Ya veo que, como lo había sospechado, eres un joven muy voluntarioso. ¡Eso está bien, muy bien! La fuerza de la voluntad es la del cuerpo, y la fuerza del cuerpo es la sangre. Tu sangre es fuerte, hijo mío, como en todos los de tu raza…

El gran lobo volvió a gruñir y Dumitru siguió adelante. El joven sabía que debía huir del lugar, lanzarse montaña abajo aunque se rompiera todos los huesos, arrastrarse, lo que fuera antes que seguir adelante. Pero estaba inerme ante la seducción de aquella antigua y maligna voz. Era como si hubiera hecho una promesa imposible de romper, o como si tuviera que mantener la promesa hecha por un antiguo y honorable antepasado, un juramento inviolable.

Guiado por la voz, avanzó a tropezones entre los menhires en busca de un lugar determinado; se puso a cuatro patas y lo limpió de hojas muertas, líquenes y guijarros y descubrió —o redescubrió, porque la voz ya le había anunciado que estaría allí— una estrecha losa con una argolla de hierro que levantó con facilidad. Una bocanada de aire hediondo le golpeó la cara y llenó los pulmones, e hizo que se sintiera aún más aturdido cuando se inclinó sobre el oscuro y maloliente abismo; y cuando su cabeza se despejó —sólo con respecto a las miasmas—, ya descendía rumbo a profundidades de pesadilla.

Aquí…, aquí, hijo mío
—le señaló la voz—,
hay un nicho en el muro…, antorchas, un bulto y cerillas, todo está envuelto en una piel…, sí, mucho mejor que el pedernal de mi juventud…, enciende una antorcha y lleva otras dos contigo…, puedes estar seguro de que las necesitarás, Dumiitruuu…

La escalera de piedra era de caracol; Dumitru descendió por escalones resbaladizos, y bajó gateando allí donde la escalera estaba medio derruida. Llegó a un recinto donde el suelo estaba combado y sembrado de restos de mampostería ennegrecidos por el fuego; encontró otra trampa que abrió y continuó el descenso a las malsanas entrañas de la tierra. Abajo, siempre más abajo, hacia abismos siniestros e infernales…

Hasta que por fin…

Lo has hecho muy bien, Dumiitruuu
—lo elogió la oscura voz, una voz en la que se adivinaba una monstruosa sonrisa, y cuyo dueño estaba muy satisfecho de sí mismo; su placer irritaba las terminaciones nerviosas del cerebro del joven como el chirrido de una lima.

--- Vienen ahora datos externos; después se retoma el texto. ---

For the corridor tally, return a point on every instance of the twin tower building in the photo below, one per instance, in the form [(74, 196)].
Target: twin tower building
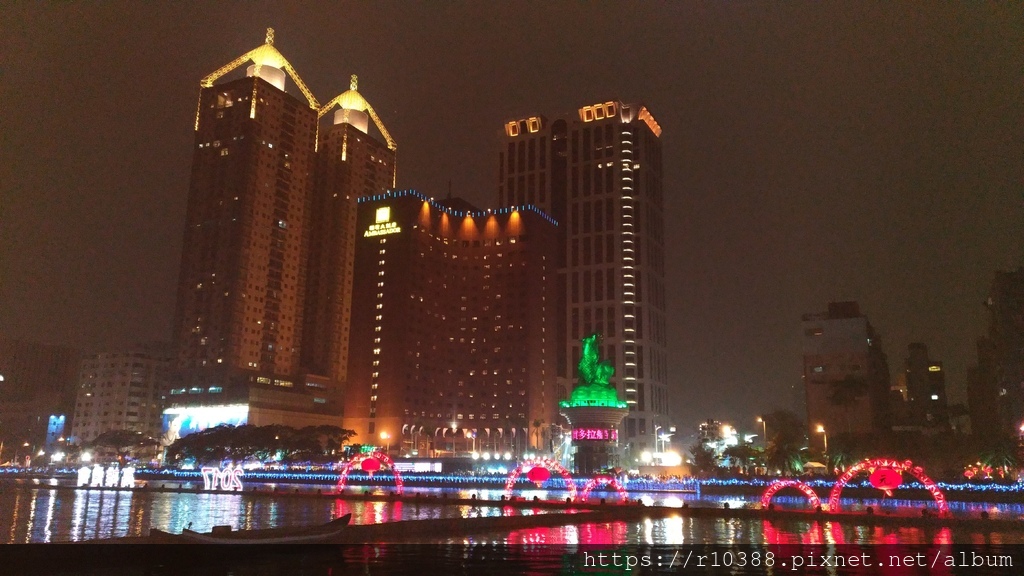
[(313, 292)]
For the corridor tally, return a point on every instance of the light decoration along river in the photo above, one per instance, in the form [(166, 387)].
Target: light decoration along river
[(226, 479), (547, 463), (906, 466), (778, 485), (370, 463), (111, 477)]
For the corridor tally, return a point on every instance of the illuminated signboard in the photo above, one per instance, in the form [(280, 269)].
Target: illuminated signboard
[(383, 224), (179, 422), (227, 479), (595, 434)]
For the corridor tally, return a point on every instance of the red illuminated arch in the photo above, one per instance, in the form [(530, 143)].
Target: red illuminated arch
[(904, 466), (398, 486), (602, 481), (778, 485), (546, 462)]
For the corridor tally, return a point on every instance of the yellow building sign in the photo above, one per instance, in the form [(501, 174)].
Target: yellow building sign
[(383, 225)]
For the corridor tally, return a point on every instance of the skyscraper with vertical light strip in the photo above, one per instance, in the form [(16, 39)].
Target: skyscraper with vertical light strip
[(598, 172), (243, 283)]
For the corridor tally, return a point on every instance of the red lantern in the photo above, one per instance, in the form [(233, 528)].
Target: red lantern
[(886, 480), (370, 465), (538, 475)]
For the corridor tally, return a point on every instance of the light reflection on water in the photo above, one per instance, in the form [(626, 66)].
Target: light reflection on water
[(34, 512)]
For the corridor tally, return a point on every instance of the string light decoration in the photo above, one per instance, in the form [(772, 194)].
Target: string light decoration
[(547, 463), (381, 458), (603, 481), (905, 466), (779, 485)]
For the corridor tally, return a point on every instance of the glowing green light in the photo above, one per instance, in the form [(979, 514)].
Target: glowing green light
[(594, 388)]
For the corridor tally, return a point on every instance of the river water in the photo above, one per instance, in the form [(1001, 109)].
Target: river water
[(40, 511)]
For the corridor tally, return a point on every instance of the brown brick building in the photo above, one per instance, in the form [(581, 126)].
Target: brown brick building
[(453, 334)]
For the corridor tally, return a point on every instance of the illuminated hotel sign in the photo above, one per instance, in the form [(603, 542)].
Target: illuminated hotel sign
[(227, 479), (383, 225), (595, 434)]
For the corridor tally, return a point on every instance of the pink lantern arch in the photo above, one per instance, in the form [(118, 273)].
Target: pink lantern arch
[(905, 466), (379, 456), (603, 481), (779, 485), (547, 463)]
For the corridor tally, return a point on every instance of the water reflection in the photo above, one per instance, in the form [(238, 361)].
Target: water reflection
[(40, 512)]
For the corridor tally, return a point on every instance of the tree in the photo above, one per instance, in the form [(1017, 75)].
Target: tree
[(311, 444), (539, 434), (845, 450), (123, 442), (741, 456), (1004, 453), (785, 447), (704, 458)]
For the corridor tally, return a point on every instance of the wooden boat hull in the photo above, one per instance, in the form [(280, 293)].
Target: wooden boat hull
[(326, 534)]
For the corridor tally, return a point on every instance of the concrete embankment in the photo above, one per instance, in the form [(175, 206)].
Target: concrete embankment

Y de repente… pareció como si un rayo hubiera sacudido a Dumitru. Durante una fracción de segundo recuperó la cordura… y supo que estaba en el umbral mismo del infierno.

Pero de inmediato esa inteligencia extraña se cerró como un garrote en su mente; el inexorable proceso que había empezado cinco semanas antes le condujo hacia su conclusión lógica, y su libre albedrío parpadeó en él como la llama de una vela que se extingue. Y…

Mira a tu alrededor, Dumiitruuu. Mira y aprende cuáles son las obras y los misterios de tu señor…

Detrás de Dumitru, en la escalera de piedra, montaba guardia el gran lobo de ojos llameantes. Y frente a él…

¡La guarida de un nigromante!

Semejantes cosas eran una leyenda entre los cíngaros, historias que se contaban alrededor de la hoguera en determinadas épocas del año, pero ni Dumitru, ni ningún otro gitano que viera esta escena requeriría más información o explicación que su propia imaginación, su propio instinto. Y el joven, con los ojos y la boca abiertos en un gesto de asombro, y sosteniendo muy alta la antorcha, anduvo con pasos inciertos entre los ordenados restos y reliquias del caos y la locura.